Secrets are not sacred -Sanjay Srivastava

-The Indian Express

Laws like Official Secrets Act conflate the interests of particular parties, governments with the greater good. They must be contested.

The greatest failing of Indian public life over the past 70 years is the manner in which the state and forms of government have become identified with the life of the people. We have come to believe that state and society are the same thing and that pronouncements about the public good that emanate from organs of the state summarise ideal citizenship. This is not actually nationalism or patriotism. It is statism and it has had (and continues to have) very significant consequences for public welfare and our inability to differentiate between the interests of a few from that of the many.

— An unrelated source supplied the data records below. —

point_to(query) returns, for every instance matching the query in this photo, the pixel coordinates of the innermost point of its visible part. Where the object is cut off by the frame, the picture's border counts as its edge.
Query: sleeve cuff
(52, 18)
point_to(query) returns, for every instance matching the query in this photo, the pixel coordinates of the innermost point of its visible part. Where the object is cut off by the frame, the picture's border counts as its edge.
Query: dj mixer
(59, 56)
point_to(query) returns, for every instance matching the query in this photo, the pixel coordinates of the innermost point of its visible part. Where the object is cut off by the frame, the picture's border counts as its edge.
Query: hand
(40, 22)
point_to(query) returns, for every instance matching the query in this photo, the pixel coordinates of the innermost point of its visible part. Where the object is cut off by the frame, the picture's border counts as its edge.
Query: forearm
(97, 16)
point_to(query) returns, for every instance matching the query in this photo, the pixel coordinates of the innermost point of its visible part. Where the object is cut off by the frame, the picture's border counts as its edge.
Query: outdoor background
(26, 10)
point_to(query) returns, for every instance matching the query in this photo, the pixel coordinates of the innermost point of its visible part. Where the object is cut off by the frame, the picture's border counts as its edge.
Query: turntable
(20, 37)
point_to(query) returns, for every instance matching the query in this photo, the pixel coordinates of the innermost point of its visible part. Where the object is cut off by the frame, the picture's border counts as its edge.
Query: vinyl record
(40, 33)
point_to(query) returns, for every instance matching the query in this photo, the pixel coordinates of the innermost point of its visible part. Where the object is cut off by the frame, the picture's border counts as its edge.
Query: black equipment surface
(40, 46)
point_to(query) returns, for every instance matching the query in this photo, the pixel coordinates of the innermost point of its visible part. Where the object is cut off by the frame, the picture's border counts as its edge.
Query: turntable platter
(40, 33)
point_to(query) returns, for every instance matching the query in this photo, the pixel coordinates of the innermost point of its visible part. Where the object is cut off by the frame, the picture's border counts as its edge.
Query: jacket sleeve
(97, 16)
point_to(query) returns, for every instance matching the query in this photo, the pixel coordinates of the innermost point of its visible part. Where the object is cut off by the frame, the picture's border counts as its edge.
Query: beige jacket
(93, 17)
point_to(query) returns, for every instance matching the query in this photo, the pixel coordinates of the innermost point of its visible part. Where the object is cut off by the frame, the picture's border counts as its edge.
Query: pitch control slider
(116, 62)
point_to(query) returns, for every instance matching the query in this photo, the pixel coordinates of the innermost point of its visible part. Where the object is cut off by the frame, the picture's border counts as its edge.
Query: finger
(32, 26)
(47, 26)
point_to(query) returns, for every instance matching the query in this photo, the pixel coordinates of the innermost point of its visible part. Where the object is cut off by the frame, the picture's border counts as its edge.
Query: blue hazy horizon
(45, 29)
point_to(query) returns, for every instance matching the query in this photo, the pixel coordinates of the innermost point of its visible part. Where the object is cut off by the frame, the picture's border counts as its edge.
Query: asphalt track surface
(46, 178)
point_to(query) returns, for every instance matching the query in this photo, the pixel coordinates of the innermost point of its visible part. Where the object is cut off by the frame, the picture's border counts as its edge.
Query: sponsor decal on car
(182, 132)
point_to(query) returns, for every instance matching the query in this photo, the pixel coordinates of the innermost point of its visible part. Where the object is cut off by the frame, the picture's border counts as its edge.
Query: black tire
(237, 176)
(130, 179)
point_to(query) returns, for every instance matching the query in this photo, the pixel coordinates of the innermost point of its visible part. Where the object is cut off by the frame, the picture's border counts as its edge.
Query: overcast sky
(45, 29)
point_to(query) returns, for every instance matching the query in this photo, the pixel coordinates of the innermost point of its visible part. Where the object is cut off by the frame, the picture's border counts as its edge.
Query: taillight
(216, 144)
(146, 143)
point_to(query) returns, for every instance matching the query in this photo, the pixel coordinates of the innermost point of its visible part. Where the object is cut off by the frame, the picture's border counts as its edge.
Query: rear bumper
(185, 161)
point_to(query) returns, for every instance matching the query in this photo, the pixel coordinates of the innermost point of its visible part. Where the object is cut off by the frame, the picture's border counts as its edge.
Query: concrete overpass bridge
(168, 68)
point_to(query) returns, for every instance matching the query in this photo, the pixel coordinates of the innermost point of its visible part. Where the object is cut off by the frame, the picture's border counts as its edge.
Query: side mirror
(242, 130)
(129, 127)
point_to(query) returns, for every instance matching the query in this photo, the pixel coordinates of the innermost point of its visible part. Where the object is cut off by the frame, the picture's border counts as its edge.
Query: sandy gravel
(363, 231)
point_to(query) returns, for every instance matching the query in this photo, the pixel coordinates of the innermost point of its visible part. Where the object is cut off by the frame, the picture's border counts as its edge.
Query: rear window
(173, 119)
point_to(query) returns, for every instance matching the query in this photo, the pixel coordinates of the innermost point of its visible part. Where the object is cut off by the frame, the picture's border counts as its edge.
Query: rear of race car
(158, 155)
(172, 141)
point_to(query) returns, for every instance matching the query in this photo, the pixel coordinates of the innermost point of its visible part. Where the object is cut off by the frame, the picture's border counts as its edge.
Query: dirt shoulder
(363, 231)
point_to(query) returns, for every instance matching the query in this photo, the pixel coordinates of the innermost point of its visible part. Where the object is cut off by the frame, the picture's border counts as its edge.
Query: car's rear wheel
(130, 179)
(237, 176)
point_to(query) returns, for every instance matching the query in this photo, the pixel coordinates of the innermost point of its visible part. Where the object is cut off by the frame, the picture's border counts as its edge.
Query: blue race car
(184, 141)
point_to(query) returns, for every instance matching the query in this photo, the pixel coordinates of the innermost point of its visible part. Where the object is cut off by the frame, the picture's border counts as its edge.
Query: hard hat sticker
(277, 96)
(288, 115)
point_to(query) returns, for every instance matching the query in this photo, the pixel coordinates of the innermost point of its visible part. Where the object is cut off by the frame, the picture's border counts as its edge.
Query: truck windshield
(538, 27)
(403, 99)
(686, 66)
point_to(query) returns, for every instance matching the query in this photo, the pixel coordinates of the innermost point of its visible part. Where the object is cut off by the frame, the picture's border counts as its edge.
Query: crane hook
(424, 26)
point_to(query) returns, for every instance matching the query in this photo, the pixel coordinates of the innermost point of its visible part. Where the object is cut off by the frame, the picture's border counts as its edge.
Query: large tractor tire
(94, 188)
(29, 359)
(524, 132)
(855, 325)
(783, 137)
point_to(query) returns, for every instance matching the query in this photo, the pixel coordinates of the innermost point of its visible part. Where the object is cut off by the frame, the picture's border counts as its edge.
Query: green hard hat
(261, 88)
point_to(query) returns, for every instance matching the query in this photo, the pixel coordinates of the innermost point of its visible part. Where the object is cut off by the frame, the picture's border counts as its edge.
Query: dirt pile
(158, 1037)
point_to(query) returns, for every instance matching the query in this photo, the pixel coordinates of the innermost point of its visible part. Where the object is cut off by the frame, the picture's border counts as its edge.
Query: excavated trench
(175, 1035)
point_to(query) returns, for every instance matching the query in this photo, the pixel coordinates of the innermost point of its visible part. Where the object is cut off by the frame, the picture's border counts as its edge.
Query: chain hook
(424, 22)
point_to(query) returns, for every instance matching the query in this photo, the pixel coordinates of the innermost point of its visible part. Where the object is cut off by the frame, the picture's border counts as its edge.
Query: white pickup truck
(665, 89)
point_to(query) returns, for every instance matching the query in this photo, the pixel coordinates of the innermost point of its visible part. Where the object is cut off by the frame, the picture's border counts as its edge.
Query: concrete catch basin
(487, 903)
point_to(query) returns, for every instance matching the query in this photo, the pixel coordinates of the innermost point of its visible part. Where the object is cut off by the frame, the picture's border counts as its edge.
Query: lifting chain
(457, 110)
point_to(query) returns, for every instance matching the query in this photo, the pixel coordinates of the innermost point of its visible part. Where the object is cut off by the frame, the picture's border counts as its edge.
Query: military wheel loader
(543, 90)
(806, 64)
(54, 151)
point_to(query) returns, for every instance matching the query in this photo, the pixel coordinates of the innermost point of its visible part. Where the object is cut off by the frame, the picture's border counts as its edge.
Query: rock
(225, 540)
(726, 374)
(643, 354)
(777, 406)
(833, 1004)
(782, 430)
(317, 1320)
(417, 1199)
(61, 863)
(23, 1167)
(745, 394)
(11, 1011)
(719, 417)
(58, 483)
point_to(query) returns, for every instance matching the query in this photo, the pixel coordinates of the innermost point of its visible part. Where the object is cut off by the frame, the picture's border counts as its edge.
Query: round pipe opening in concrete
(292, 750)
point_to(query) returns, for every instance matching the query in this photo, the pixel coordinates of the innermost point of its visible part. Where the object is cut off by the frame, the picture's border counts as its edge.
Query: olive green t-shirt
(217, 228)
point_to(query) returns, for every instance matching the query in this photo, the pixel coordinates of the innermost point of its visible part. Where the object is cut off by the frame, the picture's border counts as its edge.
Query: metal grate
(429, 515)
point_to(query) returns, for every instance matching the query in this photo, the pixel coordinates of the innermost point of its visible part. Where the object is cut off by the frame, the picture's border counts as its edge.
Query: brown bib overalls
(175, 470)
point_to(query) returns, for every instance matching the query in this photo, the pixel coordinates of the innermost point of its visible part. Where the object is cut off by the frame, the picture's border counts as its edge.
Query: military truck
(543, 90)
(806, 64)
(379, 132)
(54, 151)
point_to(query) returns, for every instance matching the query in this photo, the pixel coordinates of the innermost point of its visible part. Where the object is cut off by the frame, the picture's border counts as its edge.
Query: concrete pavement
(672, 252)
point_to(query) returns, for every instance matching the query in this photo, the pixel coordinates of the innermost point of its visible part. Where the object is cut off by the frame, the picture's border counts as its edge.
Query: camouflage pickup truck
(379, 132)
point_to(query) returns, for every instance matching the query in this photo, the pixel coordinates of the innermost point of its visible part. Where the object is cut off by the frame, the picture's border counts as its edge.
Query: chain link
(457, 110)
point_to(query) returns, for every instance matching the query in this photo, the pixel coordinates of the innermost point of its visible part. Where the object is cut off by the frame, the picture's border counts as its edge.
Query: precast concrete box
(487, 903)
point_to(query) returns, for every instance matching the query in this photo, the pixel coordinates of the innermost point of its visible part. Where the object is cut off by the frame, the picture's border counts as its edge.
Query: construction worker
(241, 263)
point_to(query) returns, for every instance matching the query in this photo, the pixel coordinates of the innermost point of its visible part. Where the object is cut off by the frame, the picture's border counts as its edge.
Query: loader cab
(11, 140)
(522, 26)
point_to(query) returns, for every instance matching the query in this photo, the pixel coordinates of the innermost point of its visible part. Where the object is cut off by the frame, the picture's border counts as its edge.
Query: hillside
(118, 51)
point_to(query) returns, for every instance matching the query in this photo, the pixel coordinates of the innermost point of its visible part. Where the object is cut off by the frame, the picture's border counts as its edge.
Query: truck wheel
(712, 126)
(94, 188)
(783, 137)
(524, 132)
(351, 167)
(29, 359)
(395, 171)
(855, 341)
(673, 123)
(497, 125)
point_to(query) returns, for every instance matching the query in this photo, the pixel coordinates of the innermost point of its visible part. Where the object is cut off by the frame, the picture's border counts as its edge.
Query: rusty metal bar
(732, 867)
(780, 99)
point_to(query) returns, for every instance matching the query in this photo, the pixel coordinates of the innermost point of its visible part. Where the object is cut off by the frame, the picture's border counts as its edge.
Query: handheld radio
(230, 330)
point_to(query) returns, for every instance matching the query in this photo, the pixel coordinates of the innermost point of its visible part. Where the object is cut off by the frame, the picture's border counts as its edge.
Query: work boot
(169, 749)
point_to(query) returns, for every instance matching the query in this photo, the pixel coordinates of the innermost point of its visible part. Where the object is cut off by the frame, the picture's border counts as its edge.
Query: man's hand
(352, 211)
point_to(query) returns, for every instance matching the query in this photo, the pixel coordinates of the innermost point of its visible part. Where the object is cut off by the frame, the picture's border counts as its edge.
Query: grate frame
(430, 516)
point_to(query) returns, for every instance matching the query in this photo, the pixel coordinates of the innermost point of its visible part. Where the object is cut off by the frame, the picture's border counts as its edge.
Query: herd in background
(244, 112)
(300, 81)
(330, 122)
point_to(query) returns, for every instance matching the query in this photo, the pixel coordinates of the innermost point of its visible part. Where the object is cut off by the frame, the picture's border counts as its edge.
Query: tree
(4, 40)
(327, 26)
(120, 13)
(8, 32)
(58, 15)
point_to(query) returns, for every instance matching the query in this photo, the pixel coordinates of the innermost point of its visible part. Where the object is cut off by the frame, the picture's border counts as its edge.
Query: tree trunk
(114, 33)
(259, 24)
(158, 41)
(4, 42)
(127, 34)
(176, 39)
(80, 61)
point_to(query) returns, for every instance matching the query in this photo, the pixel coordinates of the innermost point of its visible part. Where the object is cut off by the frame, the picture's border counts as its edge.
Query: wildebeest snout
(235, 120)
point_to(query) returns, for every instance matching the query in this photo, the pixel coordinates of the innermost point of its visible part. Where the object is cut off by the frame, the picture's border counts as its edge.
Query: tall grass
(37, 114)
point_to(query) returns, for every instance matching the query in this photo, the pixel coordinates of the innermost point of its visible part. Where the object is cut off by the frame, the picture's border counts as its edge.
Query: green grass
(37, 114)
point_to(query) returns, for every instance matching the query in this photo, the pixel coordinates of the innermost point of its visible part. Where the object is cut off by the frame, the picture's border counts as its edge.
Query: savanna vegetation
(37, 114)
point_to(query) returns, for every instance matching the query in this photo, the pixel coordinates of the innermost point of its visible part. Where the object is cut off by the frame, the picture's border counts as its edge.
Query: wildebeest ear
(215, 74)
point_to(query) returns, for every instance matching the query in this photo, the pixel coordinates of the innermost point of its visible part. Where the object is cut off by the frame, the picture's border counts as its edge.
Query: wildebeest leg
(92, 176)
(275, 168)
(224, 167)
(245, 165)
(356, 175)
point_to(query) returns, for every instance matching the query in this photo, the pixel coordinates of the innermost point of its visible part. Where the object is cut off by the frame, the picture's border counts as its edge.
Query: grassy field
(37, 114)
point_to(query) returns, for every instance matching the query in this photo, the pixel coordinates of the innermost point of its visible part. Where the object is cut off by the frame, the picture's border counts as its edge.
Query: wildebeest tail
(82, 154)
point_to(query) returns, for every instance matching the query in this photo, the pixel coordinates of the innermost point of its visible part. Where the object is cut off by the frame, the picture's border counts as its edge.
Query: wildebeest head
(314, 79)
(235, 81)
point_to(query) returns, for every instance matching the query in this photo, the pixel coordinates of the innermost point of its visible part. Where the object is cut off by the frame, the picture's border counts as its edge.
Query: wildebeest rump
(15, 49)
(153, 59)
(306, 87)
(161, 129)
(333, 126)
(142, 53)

Public welfare is best served through the ability of the citizenry to constantly redefine the meaning of the term and to rescue it from the dead reason of legal and civic bureaucracies. Economic welfare, social reform, public justice and individual liberty are topics that are far too important to be left to statist thinking whose raison d’etre is the consolidation of power with those who already have it. The kinds of laws we have — and the manner in which they are used — provide a good indication of the simplistic conflation between the interests of the state and those of public welfare.

The Official Secrets Act of 1923 (OSA), even though its powers have been curtailed by past court judgments, must be one of the most egregious instances of a law that infantilises common citizens through the notion that they should not question the idea of the “secret” itself. The secret is put forward as a sacred idea that protects us from evil, and the state is the unquestionably best judge of what is good and evil. Secrets as a method of governance exist in societies marked by unquestioning faith. The OSA, a left-over from the despotism of the colonial era, was intended to protect the empire from its enemies but is now a key tool for silencing a questioning citizenry. This law has remained on the book irrespective of the political party in power, reinforcing the parent-child relationship between the state and its subjects.